Let $x$ and $y$ are nonzero vectors in $\mathbb R^n$, and $\hat{x} := x/\|x\|$, $\hat{y}:=y/\|y\|$ be corresponding unit vectors. One can easily show that
$$ \|\hat{x}-\hat{y}\| \le \frac{\|x-y\|}{\min(\|x\|,\|y\|)}.\tag{1} $$
Indeed, w.l.og, suppose $\|x\| \le \|y\|$ and let $\alpha := \|y\|/\|x\| \ge 1$. Then, one computes $$ \|x-y\| = \|x\|\|\hat{x}-\alpha \hat{y}\| \ge \|x\|\|\hat{x}-\hat{y}\|, $$ where we've used the fact that if $u$ and $v$ are unit vectors and $\alpha \ge 1$, then $\|u-\alpha v\| \ge \|u-v\|$.
Question. Can we get an lower-bound for $\|\hat{x}-\hat{y}\|$ in as an increasing function of $\|x-y\|$ (and perhaps some dependence on $\|x\|$, and $\|y\|$) ?

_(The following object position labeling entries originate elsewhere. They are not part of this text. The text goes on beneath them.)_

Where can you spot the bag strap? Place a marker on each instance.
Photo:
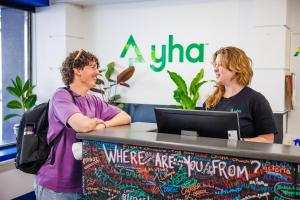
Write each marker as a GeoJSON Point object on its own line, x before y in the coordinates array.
{"type": "Point", "coordinates": [54, 142]}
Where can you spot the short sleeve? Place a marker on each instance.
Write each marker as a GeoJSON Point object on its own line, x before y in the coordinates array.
{"type": "Point", "coordinates": [107, 111]}
{"type": "Point", "coordinates": [263, 116]}
{"type": "Point", "coordinates": [63, 106]}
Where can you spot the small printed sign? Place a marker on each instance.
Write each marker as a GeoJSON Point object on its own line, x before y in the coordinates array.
{"type": "Point", "coordinates": [232, 135]}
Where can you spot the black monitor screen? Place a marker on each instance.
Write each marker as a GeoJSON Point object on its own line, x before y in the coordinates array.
{"type": "Point", "coordinates": [216, 124]}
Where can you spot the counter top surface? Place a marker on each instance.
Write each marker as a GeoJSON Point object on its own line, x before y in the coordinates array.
{"type": "Point", "coordinates": [144, 134]}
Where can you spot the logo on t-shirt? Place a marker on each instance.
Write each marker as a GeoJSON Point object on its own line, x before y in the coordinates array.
{"type": "Point", "coordinates": [235, 110]}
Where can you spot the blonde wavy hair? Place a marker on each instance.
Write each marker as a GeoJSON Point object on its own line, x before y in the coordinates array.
{"type": "Point", "coordinates": [235, 60]}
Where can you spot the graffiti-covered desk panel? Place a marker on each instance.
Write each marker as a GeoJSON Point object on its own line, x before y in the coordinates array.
{"type": "Point", "coordinates": [121, 170]}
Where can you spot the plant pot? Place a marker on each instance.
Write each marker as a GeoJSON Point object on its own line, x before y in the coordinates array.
{"type": "Point", "coordinates": [16, 129]}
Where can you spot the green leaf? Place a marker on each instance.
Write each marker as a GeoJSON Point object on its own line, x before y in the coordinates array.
{"type": "Point", "coordinates": [195, 81]}
{"type": "Point", "coordinates": [7, 117]}
{"type": "Point", "coordinates": [29, 92]}
{"type": "Point", "coordinates": [195, 98]}
{"type": "Point", "coordinates": [178, 80]}
{"type": "Point", "coordinates": [14, 104]}
{"type": "Point", "coordinates": [14, 91]}
{"type": "Point", "coordinates": [30, 102]}
{"type": "Point", "coordinates": [19, 83]}
{"type": "Point", "coordinates": [177, 94]}
{"type": "Point", "coordinates": [187, 103]}
{"type": "Point", "coordinates": [110, 70]}
{"type": "Point", "coordinates": [26, 86]}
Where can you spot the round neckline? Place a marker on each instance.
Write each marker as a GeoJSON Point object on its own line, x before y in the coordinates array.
{"type": "Point", "coordinates": [229, 98]}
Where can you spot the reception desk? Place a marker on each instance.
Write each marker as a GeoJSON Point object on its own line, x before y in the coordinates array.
{"type": "Point", "coordinates": [134, 163]}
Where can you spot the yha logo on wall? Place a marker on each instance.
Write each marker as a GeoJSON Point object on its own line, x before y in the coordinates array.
{"type": "Point", "coordinates": [166, 55]}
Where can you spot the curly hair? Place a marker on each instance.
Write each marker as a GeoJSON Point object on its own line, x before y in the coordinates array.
{"type": "Point", "coordinates": [235, 60]}
{"type": "Point", "coordinates": [76, 59]}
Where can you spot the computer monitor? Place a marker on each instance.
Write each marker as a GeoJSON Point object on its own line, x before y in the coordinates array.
{"type": "Point", "coordinates": [215, 124]}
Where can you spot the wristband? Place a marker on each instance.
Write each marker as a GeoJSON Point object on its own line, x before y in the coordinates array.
{"type": "Point", "coordinates": [103, 124]}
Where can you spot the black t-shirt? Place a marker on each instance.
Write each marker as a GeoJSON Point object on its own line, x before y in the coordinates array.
{"type": "Point", "coordinates": [255, 114]}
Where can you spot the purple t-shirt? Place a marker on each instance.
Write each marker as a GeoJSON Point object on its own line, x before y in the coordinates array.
{"type": "Point", "coordinates": [65, 175]}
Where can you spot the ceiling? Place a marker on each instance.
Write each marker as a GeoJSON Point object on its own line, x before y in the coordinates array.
{"type": "Point", "coordinates": [93, 2]}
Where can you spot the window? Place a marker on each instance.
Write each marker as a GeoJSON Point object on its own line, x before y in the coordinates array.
{"type": "Point", "coordinates": [14, 59]}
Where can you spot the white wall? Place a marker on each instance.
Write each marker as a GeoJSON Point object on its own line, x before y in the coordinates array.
{"type": "Point", "coordinates": [105, 29]}
{"type": "Point", "coordinates": [293, 128]}
{"type": "Point", "coordinates": [13, 182]}
{"type": "Point", "coordinates": [59, 29]}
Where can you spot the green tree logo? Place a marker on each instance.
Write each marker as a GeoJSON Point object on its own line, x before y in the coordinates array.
{"type": "Point", "coordinates": [161, 55]}
{"type": "Point", "coordinates": [139, 58]}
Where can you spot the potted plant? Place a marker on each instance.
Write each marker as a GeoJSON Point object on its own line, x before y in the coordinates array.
{"type": "Point", "coordinates": [24, 98]}
{"type": "Point", "coordinates": [187, 98]}
{"type": "Point", "coordinates": [107, 86]}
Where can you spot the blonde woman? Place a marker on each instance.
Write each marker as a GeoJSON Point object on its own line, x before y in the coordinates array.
{"type": "Point", "coordinates": [233, 75]}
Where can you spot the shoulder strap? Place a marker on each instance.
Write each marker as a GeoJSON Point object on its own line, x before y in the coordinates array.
{"type": "Point", "coordinates": [55, 141]}
{"type": "Point", "coordinates": [70, 92]}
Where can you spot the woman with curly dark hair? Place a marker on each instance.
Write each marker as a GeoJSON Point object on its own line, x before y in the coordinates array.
{"type": "Point", "coordinates": [68, 114]}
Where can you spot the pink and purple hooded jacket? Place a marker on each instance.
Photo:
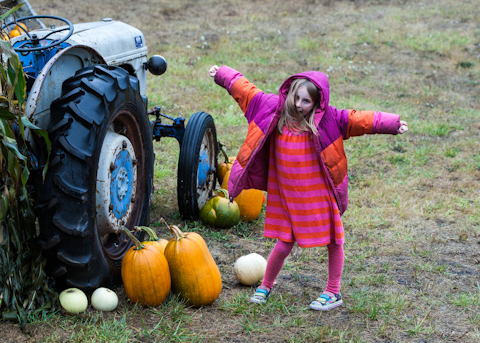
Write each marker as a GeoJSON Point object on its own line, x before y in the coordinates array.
{"type": "Point", "coordinates": [250, 169]}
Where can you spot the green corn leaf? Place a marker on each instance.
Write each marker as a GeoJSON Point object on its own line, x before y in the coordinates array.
{"type": "Point", "coordinates": [5, 114]}
{"type": "Point", "coordinates": [11, 144]}
{"type": "Point", "coordinates": [3, 208]}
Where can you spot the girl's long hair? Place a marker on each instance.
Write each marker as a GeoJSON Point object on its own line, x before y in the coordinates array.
{"type": "Point", "coordinates": [290, 117]}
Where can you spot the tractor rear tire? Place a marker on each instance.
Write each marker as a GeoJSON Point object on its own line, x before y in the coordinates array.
{"type": "Point", "coordinates": [100, 107]}
{"type": "Point", "coordinates": [197, 165]}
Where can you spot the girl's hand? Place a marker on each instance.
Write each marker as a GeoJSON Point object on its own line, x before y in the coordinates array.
{"type": "Point", "coordinates": [403, 127]}
{"type": "Point", "coordinates": [213, 70]}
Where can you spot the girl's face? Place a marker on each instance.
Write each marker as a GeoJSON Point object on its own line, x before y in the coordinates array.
{"type": "Point", "coordinates": [303, 101]}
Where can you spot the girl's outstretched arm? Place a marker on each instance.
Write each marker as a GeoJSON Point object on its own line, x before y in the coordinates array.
{"type": "Point", "coordinates": [242, 90]}
{"type": "Point", "coordinates": [358, 123]}
{"type": "Point", "coordinates": [213, 70]}
{"type": "Point", "coordinates": [403, 127]}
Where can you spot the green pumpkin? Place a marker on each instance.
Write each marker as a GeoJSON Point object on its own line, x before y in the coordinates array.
{"type": "Point", "coordinates": [220, 211]}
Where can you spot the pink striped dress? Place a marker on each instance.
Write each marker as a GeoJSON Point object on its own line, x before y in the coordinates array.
{"type": "Point", "coordinates": [301, 205]}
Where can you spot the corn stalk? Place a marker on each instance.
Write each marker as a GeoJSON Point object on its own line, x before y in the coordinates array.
{"type": "Point", "coordinates": [24, 289]}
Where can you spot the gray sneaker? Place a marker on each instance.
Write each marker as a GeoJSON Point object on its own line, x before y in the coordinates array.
{"type": "Point", "coordinates": [326, 301]}
{"type": "Point", "coordinates": [261, 296]}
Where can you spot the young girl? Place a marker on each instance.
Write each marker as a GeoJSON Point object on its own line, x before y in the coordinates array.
{"type": "Point", "coordinates": [294, 151]}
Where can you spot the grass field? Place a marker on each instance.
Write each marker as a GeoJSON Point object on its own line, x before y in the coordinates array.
{"type": "Point", "coordinates": [412, 250]}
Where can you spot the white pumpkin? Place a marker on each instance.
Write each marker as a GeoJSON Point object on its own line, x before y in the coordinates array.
{"type": "Point", "coordinates": [73, 300]}
{"type": "Point", "coordinates": [104, 299]}
{"type": "Point", "coordinates": [250, 269]}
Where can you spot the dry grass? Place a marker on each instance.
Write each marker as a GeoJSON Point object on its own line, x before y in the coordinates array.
{"type": "Point", "coordinates": [413, 226]}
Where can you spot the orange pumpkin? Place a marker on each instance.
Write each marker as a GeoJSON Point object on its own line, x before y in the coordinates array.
{"type": "Point", "coordinates": [153, 240]}
{"type": "Point", "coordinates": [145, 273]}
{"type": "Point", "coordinates": [225, 166]}
{"type": "Point", "coordinates": [195, 275]}
{"type": "Point", "coordinates": [250, 201]}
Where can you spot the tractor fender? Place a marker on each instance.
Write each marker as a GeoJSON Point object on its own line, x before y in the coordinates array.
{"type": "Point", "coordinates": [48, 85]}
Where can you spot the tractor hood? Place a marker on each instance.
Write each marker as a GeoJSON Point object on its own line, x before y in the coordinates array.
{"type": "Point", "coordinates": [117, 42]}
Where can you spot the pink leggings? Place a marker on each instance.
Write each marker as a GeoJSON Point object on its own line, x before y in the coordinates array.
{"type": "Point", "coordinates": [283, 249]}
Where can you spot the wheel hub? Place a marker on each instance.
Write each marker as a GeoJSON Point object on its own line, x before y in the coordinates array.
{"type": "Point", "coordinates": [116, 183]}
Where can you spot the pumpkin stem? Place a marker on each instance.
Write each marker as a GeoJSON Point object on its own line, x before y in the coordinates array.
{"type": "Point", "coordinates": [164, 222]}
{"type": "Point", "coordinates": [153, 236]}
{"type": "Point", "coordinates": [178, 234]}
{"type": "Point", "coordinates": [220, 145]}
{"type": "Point", "coordinates": [138, 244]}
{"type": "Point", "coordinates": [223, 191]}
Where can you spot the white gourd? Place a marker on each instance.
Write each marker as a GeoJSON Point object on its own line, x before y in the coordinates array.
{"type": "Point", "coordinates": [73, 300]}
{"type": "Point", "coordinates": [104, 299]}
{"type": "Point", "coordinates": [250, 269]}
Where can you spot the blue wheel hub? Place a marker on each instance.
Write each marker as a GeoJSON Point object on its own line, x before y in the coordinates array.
{"type": "Point", "coordinates": [121, 184]}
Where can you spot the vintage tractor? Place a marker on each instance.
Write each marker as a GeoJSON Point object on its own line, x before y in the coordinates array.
{"type": "Point", "coordinates": [86, 87]}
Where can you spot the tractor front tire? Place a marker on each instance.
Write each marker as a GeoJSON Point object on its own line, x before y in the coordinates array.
{"type": "Point", "coordinates": [100, 177]}
{"type": "Point", "coordinates": [197, 165]}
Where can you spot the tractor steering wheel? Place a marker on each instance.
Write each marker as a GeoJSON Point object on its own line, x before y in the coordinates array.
{"type": "Point", "coordinates": [33, 42]}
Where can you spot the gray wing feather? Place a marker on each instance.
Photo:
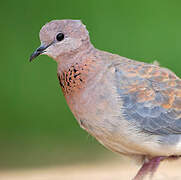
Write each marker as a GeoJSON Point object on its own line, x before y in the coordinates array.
{"type": "Point", "coordinates": [149, 115]}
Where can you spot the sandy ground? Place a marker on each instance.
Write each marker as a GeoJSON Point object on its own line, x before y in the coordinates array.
{"type": "Point", "coordinates": [114, 170]}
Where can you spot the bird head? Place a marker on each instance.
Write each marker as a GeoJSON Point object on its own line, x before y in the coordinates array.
{"type": "Point", "coordinates": [61, 37]}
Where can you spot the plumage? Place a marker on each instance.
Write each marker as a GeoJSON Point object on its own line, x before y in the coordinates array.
{"type": "Point", "coordinates": [130, 107]}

Changing notation, let $u=\hat x$ and $v\hat y$ be unit vectors, and let $\alpha=\|x\|$ and $\beta=\|y\|$, so that $x=\alpha u$ and $y=\beta v$. Then \begin{align*} \|x-y\|^2 &= \|\alpha u-\beta v\|^2 = \alpha^2+\beta^2-2\alpha\beta(u\cdot v) \\ \|\hat x-\hat y\|^2 &= \|u-v\|^2 = 2-2(u\cdot v), \end{align*} and these two equations can be solved exactly to yield $$ \|\hat x-\hat y\| = \sqrt{\frac{\|x-y\|^2-(\alpha-\beta)^2}{\alpha\beta}} = \sqrt{\frac{\|x-y\|^2-(\|x\|-\|y\|)^2}{\|x\|\cdot\|y\|}}, $$ which is indeed an increasing function of $\|x-y\|$ with dependence on $\|x\|$ and $\|y\|$. (Note that it quickly implies the upper bound given in the OP as well.)